What are they known for? First, they've wanted to bring popping technique to the hip hop choreography scene. Their routines have used tutting, dimestopping, robotting, waving, and animation. Second, they're funny. You'll often catch a lot of laughs at their performances as the guys have carved a niche for themselves as humorous jokers who also dance. And third, they've chosen unusual songs in their routines such as Taylor Swift's "Love Story." Somehow, this all works to make one entertaining group. Here's an example of their work from WOD San Mateo.

Poreotics has made a lot of smart moves in the past year and a half. They've arrived at the right time in terms of showcasing their choreography style to the public. It's rare to see popping technique explored in the choreo college scene. Yes, there are teams that have popping-inspired choreography, but few have showcased more than arm, head, and leg isolations and basic waves that travel up and down the body. Mainstream America has recently been exposed to popping-inspired choreography via the Kaba Modern six on ABDC. Many online fans have come to know Mike Song and Tony Tran's work through this exposure. But Poreotics is taking it to another level with a deeper awareness and understanding of popping techniques. They're working with an audience that has been primed to the basics of their style. Also, training with other choreo teams only upgrades their skills. Three of their members have trained with well-known choreo team Pac Modern, from Cal State Long Beach, in the past year.

Another smart move Poreotics has done is that they're visible online. Since they performed at numerous showcase competitions, there are plenty of videos of them on Youtube. Their online exposure is saturated, which means they have a presence. For other underground popping crews, they often remain underexposed due to the lack of an online presence. Clearly if you want to build your media identity, you need a presence online. On top of this, there is a visible fan following for Poreotics who are singing their praises. They'll do a lot of promotional work for the team at no cost.

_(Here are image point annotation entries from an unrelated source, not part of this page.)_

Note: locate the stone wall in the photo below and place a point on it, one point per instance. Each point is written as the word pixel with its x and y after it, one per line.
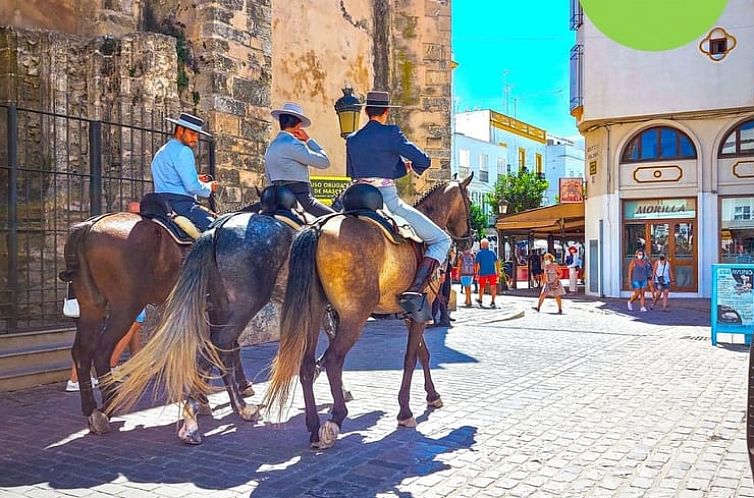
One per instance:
pixel 230 61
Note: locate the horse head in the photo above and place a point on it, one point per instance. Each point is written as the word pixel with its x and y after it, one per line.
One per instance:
pixel 458 222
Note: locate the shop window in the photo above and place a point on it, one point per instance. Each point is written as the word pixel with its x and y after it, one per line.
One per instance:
pixel 660 143
pixel 736 230
pixel 740 141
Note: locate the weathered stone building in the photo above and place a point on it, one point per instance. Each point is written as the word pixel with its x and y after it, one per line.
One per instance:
pixel 231 61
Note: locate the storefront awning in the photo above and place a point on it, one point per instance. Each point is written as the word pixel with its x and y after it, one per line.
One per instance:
pixel 563 219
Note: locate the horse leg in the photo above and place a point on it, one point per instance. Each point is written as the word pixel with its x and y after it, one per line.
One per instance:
pixel 405 416
pixel 225 337
pixel 82 352
pixel 116 326
pixel 243 383
pixel 307 375
pixel 347 334
pixel 196 404
pixel 433 397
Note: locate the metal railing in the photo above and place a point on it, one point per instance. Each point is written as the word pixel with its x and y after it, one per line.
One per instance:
pixel 577 77
pixel 59 170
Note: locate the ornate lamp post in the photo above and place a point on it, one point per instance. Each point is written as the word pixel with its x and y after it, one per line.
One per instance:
pixel 348 108
pixel 502 210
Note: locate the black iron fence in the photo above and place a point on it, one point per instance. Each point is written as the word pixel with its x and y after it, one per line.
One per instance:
pixel 60 170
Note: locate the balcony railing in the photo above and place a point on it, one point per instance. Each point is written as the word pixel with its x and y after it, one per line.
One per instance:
pixel 577 15
pixel 577 76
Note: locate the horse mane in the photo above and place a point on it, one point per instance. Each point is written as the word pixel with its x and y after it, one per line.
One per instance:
pixel 429 192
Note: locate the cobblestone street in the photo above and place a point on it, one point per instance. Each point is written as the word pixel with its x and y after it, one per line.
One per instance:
pixel 597 402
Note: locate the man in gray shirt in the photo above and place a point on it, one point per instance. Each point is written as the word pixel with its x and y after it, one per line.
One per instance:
pixel 290 154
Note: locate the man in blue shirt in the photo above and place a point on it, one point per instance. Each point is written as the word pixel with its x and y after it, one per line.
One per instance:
pixel 174 172
pixel 487 268
pixel 378 154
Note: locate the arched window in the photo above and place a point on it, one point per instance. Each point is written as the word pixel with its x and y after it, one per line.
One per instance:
pixel 660 143
pixel 740 141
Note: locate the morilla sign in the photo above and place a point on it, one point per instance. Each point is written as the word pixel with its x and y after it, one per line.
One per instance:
pixel 654 209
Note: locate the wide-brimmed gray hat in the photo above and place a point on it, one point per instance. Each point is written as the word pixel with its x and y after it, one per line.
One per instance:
pixel 292 109
pixel 191 122
pixel 378 98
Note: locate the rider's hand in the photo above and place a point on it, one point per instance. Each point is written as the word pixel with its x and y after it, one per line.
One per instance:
pixel 301 134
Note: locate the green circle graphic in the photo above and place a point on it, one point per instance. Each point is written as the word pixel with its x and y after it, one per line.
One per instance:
pixel 653 25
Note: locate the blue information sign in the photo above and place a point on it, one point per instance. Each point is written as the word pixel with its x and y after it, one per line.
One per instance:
pixel 732 306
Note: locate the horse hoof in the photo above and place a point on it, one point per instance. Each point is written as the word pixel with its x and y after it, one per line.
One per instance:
pixel 328 434
pixel 192 438
pixel 99 423
pixel 204 410
pixel 249 413
pixel 409 423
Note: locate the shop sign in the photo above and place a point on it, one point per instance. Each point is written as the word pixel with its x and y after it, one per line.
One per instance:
pixel 732 299
pixel 658 209
pixel 571 190
pixel 326 188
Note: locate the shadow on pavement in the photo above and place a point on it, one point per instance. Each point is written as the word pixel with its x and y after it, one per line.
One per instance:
pixel 274 456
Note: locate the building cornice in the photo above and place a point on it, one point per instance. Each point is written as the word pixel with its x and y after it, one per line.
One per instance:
pixel 588 125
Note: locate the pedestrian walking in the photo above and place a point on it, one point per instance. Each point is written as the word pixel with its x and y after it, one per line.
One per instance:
pixel 552 286
pixel 662 276
pixel 639 270
pixel 573 262
pixel 486 266
pixel 466 273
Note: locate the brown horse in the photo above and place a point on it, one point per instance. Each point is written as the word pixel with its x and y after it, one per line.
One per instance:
pixel 117 264
pixel 349 264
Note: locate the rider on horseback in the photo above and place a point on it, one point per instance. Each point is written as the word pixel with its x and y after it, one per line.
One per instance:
pixel 378 154
pixel 174 172
pixel 290 154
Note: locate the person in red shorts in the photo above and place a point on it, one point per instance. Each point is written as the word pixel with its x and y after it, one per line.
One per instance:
pixel 487 267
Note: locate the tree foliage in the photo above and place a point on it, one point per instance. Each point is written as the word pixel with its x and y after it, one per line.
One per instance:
pixel 523 191
pixel 478 219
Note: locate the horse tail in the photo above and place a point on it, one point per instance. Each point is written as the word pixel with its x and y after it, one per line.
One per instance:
pixel 76 266
pixel 170 356
pixel 304 302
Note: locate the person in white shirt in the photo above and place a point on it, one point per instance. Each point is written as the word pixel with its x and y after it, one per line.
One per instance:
pixel 662 276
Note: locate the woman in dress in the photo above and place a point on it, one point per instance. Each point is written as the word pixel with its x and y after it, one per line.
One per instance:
pixel 552 286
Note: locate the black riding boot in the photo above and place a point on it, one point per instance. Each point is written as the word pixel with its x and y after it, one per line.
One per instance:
pixel 414 301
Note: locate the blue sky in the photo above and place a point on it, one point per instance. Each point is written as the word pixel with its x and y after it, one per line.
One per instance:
pixel 530 41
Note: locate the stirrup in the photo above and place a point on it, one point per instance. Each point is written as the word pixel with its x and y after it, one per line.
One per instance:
pixel 416 305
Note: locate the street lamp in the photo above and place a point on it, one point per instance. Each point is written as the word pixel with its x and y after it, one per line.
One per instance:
pixel 348 108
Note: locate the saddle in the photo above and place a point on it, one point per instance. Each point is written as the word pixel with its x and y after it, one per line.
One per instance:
pixel 364 202
pixel 154 208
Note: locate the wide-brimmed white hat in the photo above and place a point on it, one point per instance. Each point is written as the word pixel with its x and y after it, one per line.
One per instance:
pixel 292 109
pixel 191 122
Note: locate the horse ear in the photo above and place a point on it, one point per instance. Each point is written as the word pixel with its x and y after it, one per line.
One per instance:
pixel 468 179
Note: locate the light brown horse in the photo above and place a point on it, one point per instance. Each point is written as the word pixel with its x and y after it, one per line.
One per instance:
pixel 350 264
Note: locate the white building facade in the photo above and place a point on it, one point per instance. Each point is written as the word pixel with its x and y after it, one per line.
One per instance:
pixel 486 160
pixel 521 146
pixel 669 141
pixel 564 158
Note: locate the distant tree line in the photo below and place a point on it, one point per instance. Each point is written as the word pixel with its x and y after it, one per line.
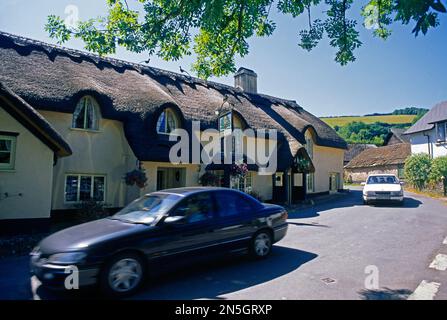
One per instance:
pixel 371 133
pixel 403 111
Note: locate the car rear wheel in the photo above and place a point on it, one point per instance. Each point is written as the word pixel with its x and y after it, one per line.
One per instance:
pixel 261 244
pixel 123 275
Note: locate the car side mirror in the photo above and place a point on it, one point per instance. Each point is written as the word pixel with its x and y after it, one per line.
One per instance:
pixel 175 220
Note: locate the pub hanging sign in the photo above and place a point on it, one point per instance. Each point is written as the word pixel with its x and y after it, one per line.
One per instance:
pixel 225 124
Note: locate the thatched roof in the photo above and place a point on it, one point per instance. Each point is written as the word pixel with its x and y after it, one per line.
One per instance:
pixel 436 114
pixel 33 121
pixel 382 156
pixel 355 149
pixel 54 78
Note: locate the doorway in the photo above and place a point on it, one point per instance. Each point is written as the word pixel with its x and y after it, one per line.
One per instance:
pixel 171 178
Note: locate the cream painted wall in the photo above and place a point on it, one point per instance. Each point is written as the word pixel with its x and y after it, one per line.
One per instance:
pixel 191 178
pixel 103 152
pixel 32 175
pixel 327 160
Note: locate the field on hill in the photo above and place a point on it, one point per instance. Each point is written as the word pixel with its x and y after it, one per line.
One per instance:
pixel 391 119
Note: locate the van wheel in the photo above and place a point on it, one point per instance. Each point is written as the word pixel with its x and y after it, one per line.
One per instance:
pixel 261 244
pixel 123 275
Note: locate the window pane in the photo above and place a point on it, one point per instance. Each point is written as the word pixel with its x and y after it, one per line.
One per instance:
pixel 441 131
pixel 5 157
pixel 171 122
pixel 79 117
pixel 161 123
pixel 71 188
pixel 5 145
pixel 90 122
pixel 85 188
pixel 98 188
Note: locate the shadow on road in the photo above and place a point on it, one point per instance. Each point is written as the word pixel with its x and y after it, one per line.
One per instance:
pixel 208 280
pixel 353 198
pixel 385 294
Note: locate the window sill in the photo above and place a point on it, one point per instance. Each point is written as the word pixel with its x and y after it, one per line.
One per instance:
pixel 85 130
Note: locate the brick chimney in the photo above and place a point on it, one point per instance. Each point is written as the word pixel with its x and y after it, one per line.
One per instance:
pixel 246 80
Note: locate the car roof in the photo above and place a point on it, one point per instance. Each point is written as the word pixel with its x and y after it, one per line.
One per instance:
pixel 185 191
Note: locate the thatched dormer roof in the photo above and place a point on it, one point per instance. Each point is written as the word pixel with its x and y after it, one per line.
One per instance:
pixel 53 78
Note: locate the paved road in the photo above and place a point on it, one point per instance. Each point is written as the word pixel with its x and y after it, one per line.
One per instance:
pixel 328 253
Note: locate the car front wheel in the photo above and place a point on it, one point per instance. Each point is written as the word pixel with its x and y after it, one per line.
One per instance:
pixel 261 244
pixel 123 275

It's a time of great opportunity for Poreotics. They've won the hearts of the choreo college scene. But can they transition onto mainstream television? They've auditioned for past seasons of ABDC. Now, it'll be interesting to see if they make it on to season five. The door's wide open now especially with the recent crowning of We Are Heroes as season four champions. Shane Sparks has also publicly stated to Chris Trondsen of that he'd like to see a "male popping crew" on the next season. But there are challenges. Popping choreography tends to involve intricate, subtle movements. It can be hard to read on wide angle shots on television cameras. Even with We Are Heroes; several of their instant replays from the judges focused on bigger, acrobatic movements from their dancers. Also, we all know that a team's story/narrative is what helps to sell them on the show. Does Poreotics have a compelling story to tell? And finally, will Poreotics humor-driven style translate well to all the weekly challenges they'd face on ABDC?

These guys will have to continue to make smart moves if they transition on to a show like ABDC. They're media saavy and they're determined. And having a strong fan following always helps. Best of luck to them as they take on new challenges in their promising future! Whatever happens, we'll be watching.